Cosa cambia: meno ore e più bonus
Il piano poggia su due pilastri. Sul fronte organizzativo, debutta una nuova turnistica più flessibile: si passa dal rigido schema “5 giorni di lavoro e 2 di riposo” a una rotazione “3 lavorativi e 2 di riposo”, integrata da servizi programmati annuali. Una mossa pensata per garantire un miglior equilibrio tra vita privata e turni a ciclo continuo.
Sul piano economico, l’intesa prevede un incremento salariale di 600 euro annui, a cui si aggiunge un potenziamento del pacchetto welfare fino a 500 euro, oltre al premio di produzione già previsto.
La replica alle polemiche
I sindacati hanno approfittato della firma per fare chiarezza sulle recenti tensioni mediatiche. Le organizzazioni hanno precisato che le procedure di raffreddamento avviate nelle scorse settimane erano legate esclusivamente a dinamiche interne e non a carenze dell’azienda sulla continuità territoriale. “Bluferries opera a rischio d’impresa senza sovvenzioni statali”, ricordano i rappresentanti dei lavoratori, sottolineando come la responsabilità della continuità non ricada sul privato.

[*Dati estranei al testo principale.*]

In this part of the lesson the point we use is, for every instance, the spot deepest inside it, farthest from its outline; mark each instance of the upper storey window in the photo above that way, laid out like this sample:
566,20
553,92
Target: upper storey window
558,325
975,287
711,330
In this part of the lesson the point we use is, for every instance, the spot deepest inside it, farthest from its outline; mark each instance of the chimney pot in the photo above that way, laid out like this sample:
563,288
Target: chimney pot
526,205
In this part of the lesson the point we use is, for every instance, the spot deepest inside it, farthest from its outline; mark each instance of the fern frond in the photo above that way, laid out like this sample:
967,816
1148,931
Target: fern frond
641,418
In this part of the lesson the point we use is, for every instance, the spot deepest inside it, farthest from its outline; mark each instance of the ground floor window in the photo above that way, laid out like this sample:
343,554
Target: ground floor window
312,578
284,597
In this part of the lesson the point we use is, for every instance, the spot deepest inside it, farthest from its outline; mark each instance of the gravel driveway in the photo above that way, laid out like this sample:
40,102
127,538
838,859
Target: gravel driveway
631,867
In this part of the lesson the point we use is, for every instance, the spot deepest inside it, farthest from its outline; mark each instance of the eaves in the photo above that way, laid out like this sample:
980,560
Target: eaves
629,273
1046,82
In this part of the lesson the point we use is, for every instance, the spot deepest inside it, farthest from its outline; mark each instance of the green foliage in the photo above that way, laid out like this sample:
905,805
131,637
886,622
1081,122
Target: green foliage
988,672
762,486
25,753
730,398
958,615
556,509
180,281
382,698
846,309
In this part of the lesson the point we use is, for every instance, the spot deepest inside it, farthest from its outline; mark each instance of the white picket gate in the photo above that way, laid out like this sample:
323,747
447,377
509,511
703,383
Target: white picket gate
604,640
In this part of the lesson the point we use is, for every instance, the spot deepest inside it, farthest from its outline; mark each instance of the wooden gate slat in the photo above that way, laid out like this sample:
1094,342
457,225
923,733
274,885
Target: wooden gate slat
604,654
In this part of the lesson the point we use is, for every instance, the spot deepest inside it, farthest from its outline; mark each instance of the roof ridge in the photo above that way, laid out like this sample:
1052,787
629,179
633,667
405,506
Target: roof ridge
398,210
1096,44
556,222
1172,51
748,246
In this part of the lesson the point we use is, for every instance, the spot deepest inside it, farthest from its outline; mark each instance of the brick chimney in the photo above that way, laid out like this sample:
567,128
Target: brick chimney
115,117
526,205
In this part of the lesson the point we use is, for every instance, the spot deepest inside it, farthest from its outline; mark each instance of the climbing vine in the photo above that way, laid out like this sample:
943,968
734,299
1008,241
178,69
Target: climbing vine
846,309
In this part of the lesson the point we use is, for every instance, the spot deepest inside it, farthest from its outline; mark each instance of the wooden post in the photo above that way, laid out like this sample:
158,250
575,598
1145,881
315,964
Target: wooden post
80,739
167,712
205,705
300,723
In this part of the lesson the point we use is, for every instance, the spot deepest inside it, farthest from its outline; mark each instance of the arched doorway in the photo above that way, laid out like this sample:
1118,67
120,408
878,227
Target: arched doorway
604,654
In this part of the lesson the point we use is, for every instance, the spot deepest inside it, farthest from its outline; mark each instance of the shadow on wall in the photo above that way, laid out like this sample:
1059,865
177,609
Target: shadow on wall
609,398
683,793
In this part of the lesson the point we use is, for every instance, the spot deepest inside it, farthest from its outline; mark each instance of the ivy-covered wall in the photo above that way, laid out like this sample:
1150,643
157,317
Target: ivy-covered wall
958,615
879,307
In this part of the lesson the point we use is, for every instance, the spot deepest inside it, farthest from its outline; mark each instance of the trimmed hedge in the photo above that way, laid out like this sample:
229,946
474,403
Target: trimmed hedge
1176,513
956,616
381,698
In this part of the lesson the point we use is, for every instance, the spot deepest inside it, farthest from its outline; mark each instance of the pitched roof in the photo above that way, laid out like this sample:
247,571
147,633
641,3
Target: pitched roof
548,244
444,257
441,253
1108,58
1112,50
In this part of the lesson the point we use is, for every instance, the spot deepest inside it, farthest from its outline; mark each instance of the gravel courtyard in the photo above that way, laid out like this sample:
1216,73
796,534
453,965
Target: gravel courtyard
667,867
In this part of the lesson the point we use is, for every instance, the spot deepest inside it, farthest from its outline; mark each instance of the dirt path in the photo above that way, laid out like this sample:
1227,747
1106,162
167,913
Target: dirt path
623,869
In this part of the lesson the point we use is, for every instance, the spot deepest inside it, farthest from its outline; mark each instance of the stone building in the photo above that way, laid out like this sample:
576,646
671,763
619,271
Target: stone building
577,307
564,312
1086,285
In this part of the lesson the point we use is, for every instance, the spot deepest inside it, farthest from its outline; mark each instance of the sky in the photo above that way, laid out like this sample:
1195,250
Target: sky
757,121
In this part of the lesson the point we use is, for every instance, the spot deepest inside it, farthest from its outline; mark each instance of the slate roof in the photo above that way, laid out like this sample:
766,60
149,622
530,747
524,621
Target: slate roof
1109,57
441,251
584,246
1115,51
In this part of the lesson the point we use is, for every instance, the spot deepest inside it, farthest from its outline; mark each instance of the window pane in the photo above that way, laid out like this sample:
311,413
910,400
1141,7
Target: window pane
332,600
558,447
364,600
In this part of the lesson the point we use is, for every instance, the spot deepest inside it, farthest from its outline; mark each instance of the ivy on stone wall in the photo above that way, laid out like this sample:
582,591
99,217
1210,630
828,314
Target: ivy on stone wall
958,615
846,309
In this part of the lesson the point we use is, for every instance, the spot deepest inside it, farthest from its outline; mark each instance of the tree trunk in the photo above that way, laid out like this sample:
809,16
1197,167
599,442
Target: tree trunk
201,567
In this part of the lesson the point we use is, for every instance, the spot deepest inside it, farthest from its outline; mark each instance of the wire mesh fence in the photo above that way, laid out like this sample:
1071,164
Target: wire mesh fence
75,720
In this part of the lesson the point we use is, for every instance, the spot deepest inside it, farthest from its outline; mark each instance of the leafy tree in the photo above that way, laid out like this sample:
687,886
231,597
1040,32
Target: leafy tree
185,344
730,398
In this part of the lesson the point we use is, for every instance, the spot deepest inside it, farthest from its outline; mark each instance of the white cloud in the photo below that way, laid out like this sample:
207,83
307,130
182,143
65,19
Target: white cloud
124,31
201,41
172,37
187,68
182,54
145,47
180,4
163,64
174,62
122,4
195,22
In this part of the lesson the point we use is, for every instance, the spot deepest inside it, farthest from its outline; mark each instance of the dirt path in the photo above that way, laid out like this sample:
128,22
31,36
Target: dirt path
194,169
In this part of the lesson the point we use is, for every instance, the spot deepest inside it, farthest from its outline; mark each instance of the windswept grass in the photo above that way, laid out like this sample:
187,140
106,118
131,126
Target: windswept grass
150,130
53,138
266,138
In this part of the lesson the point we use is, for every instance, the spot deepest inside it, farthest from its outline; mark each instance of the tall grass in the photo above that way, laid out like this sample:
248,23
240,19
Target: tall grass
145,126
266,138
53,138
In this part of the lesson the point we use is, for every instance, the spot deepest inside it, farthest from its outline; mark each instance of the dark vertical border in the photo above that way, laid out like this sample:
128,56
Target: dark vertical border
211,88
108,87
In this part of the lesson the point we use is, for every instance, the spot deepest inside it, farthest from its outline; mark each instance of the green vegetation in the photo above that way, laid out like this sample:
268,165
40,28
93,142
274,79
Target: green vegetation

L’obiettivo: un “Contratto Unico dello Stretto”
La firma di oggi viene vista come il primo tassello di un progetto più ambizioso: il Contratto Unico dello Stretto. L’obiettivo è eliminare il “dumping contrattuale” (le differenze di trattamento tra marittimi di diverse società che svolgono le stesse mansioni) attraverso un tavolo istituzionale che coinvolga tutti gli armatori dell’area.
L’idea è quella di un modello standardizzato che metta fine alla competizione basata sul taglio del costo del lavoro, spostando la sfida tra le imprese sulla qualità del servizio offerto all’utenza.